内へ逃げて、蔀のもとを脇に挟みて前の谷へ躍り落つ。
しとみ 【蔀】
名詞
主に寝殿造りで用いる、日光を遮り、雨風をよけるために、格子の裏側に板を張った戸。
蔀、風にしぶかれて、谷の底に、鳥のゐるやうに
ゐる 【居る】
自動詞ワ行上一段活用
①座る。腰をおろす。座っている。
②動かないでいる。じっとしている。とまる。
③とどまる。滞在する。居つく。
④ある地位に就く。就任する。
⑤おさまる。静まる。静かになる。
やをら落ちにければ、
やをら
副詞
ゆっくり。静かに。そっと。
それより逃げて往にけり。京童部ども谷を見おろして、
い・ぬ 【往ぬ・去ぬ】
自動詞ナ行変格活用
①立ち去る。去る。行ってしまう。
②過ぎ去る。
③死ぬ。亡くなる。
あさましがり、立ち並みて見けれども、すべきやうもなくて、
あさまし-が・る 【浅ましがる】
自動詞ラ行四段活用
驚きあきれはてる。びっくりしたようすをする。
やみにけりとなん。
や・む 【止む】
自動詞マ行四段活用
①おさまる。
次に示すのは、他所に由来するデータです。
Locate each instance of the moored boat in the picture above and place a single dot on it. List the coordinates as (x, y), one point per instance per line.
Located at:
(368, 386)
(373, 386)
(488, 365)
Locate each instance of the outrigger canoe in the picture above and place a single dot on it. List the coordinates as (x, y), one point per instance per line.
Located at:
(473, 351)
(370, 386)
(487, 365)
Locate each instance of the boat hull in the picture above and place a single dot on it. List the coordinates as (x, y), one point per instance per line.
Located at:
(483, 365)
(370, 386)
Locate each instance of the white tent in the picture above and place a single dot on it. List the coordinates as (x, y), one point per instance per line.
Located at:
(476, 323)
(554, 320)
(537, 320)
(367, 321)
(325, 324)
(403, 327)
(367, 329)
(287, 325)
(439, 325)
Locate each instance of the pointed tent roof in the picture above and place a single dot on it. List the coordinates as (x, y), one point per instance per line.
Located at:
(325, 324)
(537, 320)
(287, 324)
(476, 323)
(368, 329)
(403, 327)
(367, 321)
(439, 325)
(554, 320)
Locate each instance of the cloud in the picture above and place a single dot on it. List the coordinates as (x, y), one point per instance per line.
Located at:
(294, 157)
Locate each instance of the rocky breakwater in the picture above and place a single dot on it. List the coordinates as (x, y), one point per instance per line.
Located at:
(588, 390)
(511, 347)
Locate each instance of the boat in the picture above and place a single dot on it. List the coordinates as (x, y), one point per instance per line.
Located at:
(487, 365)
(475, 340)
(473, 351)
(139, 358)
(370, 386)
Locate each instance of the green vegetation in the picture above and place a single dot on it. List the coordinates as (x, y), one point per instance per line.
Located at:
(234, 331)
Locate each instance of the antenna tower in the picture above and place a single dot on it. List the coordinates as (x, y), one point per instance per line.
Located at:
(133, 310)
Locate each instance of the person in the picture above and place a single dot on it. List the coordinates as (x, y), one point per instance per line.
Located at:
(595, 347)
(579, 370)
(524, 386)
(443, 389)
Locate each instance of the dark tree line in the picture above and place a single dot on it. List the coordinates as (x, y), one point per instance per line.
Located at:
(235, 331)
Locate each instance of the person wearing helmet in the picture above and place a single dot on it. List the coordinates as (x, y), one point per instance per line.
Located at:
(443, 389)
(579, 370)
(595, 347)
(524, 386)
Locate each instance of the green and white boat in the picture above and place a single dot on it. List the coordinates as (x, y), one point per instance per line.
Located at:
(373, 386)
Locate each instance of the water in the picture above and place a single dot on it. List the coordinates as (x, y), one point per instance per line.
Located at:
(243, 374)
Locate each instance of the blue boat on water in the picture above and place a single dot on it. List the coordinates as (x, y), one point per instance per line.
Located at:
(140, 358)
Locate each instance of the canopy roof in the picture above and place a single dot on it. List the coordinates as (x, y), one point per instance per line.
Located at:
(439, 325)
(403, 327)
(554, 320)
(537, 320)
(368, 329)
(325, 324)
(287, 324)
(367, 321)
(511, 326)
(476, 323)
やむ。
②途中で終わる。なくなる。起こらないままで終わる。とりやめとなる。
③(病気が)なおる。(気持ちが)おさまる。
④死ぬ。死亡する。
に-・けり
連語
①〔「けり」が過去の意を表す場合〕…てしまった。…てしまったそうだ。
②〔「けり」が気づき・詠嘆の意を表す場合〕…てしまったのだなあ。…しまったことだ。